As stated before, to have the largest amount of power hitting a surface there must be little or no transmittance and reflection. To select a material that meets this requirement we set up a 633 nm HeNe laser with a power output of about 15 mW and illuminated it on a bright white test surface. When I visited Mr. Magliaccio he had already made a series of tests on various types of materials, ranging in everything from ceramics to metals. Because he was using such a powerful laser there were little square shaped indentations in the surfaces. My goal was not to find a specific material that maximized the absorption, but rather to fully understand the process that took place and how the scatter varied and was related to the incident angle of the beam.

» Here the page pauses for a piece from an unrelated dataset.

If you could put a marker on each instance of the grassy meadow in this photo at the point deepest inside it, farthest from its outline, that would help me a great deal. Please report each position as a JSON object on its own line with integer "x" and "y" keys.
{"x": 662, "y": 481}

To measure the scatter of light a multiprobe detector was arranged such that its angle could be adjusted so the reflected irradiance could be viewed from 180 degrees around the surface (a goniometer). Ideally, measurements should be taken in three-dimensions, however because the equipment needed to perform such an experiment were not available to me I was only able to take data in two-dimensions. Due to space constraints I ran the laser through a prism and a mirror to illuminate it on the appropriete point normal to the test surface.

Results

Below are the results from the measurment:

Angle (degrees) Reflectance (µW/cm²) Angle (degrees) Reflectance (µW/cm²) Angle (degrees) Reflectance (µW/cm²)

0 0.02 65 3.71 125 3.34

5 0.14 70 3.91 130 3.14

15 0.79 75 4.10 135 2.96

20 1.15 80 4.17 140 2.66

25 1.44 85 4.26 145 2.52

30 1.85 90 4.32 150 2.11

35 2.11 95 4.25 155 1.73

40 2.42 100 4.18 160 1.33

45 2.76 105 4.15 165 0.96

50 3.01 110 3.92 170 0.63

55 3.26 115 3.76 175 0.31

60 3.50 120 3.61 180 0.05

Angle (degrees)	Reflectance (µW/cm²)	Angle (degrees)	Reflectance (µW/cm²)	Angle (degrees)	Reflectance (µW/cm²)
0	0.02	65	3.71	125	3.34
5	0.14	70	3.91	130	3.14
15	0.79	75	4.10	135	2.96
20	1.15	80	4.17	140	2.66
25	1.44	85	4.26	145	2.52
30	1.85	90	4.32	150	2.11
35	2.11	95	4.25	155	1.73
40	2.42	100	4.18	160	1.33
45	2.76	105	4.15	165	0.96
50	3.01	110	3.92	170	0.63
55	3.26	115	3.76	175	0.31
60	3.50	120	3.61	180	0.05

A plot of the data is shown below:

By moving the photodetector around the test material in an arc of 180 degrees and in a radius of 30 cm we see the scattered light ranges from almost nothing at low incident angle (0.02 µW/cm² from more precise measurements) to almost 4.5 µW/cm² when normal to the surface. Comparing the measured results with the theoretical values given by Lambert's Cosine Law shows a good agreement between the two.

Future Work

After the formal end of the REU program I plan to continue conducting similar research to find materials that have the property of minimal reflectance. Instead of making measurements with a HeNe laser I will be using a 1.06 micron laser, which is the wavelegth of the high-powered YAG laser that will be used for the laser engraving.

Conclusion

This project was started thanks to work that was being performed on laser engraving by Dr. Noe's former colleague, Mr. Migliacci. Since Mr. Migliaccio was testing the optical absorbance of materials, an understanding of the basic principles of reflection and scattering was needed. Research began on a Lambertian surface to better understand the relationship between specular and diffuse relfectance. Knowing the diffusive scatter of a material would allow us to learn about its optical absorbance. This was quite important because the ultimate goal was to find a material that exhibited a maximum absorption with minimal scatter. I began collecting measurements in the optical range by using a HeNe laser that operated at a of wavelength around 633 nm. The eventual goal of the project would take place after the REU program came to an end; data would be collected using a 1.06 micron laser, which was the same wavelength of the high-powered YAG laser that would be used in the engraving.